In September we tried our hands at ekphrastic poetry and syllabic verse in a workshop let by Emma Purshouse. During lockdown, Emma wrote a tanka a day, inspired by photos taken by her dad, and shared the photos and accompanying tankas on Facebook. Now we wanted to have a go too.
Emma started us off with a ‘guided fantasy’ exercise. We had each brought a picture along to the Zoom session, and now Emma asked us to ‘step inside’ our pictures and answer a series of questions, including:
What’s the first thing you see?
How does it make you feel?
What can you smell?
After several more of these questions, we went back through our answers and turned them into a coherent piece of prose, leaving out anything that didn’t fit.
Next, Emma introduced the idea of syllabic verse and invited us to pick one or more images from our writing and turn it/them into a haiku or tanka. As Emma pointed out afterwards, if we tacked a haiku onto our piece of prose, we would have a haibun. Three for the price of two 😊
Sonnet or not: Our next task was to pick a line from our piece of prose and use it as the first line of a 14-line poem, keeping the same syllable count for each line.

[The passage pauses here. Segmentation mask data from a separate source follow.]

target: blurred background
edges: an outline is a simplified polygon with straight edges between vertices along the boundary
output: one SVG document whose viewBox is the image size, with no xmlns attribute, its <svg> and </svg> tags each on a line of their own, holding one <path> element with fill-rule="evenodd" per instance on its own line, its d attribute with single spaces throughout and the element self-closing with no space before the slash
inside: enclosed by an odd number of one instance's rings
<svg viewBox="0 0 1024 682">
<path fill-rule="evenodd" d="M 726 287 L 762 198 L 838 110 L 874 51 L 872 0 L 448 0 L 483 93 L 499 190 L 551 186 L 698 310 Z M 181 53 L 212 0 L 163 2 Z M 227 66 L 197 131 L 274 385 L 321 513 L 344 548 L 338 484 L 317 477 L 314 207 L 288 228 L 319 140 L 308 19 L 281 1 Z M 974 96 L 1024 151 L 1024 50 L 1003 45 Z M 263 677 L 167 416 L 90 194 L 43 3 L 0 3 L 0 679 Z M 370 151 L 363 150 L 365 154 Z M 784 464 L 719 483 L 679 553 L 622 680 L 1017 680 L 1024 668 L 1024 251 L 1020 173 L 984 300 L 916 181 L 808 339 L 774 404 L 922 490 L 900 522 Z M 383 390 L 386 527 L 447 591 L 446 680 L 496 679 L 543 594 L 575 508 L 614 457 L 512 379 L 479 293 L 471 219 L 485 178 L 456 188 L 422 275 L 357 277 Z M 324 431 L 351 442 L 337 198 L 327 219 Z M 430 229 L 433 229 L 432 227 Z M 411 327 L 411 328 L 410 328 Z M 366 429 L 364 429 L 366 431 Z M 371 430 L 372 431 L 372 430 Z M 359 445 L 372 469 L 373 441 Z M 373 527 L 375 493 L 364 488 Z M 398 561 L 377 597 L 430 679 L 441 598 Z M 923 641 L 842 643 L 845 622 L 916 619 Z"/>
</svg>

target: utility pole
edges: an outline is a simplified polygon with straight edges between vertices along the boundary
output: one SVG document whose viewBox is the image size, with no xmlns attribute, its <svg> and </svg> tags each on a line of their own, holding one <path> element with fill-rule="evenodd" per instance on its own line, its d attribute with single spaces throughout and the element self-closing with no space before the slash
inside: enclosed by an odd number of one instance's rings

As Emma explained, imposing a syllable count forces you to think carefully about word choices.
By the end of the session, we all had a piece of prose, a tanka or haiku (and in this case possibly also a haibun), and at least the start of a 14-line poem that we could polish and send off to any publication looking for ekphrastic poems, or enter in the Cannon Poets ‘Sonnet or Not’ competition (closing date 31st October).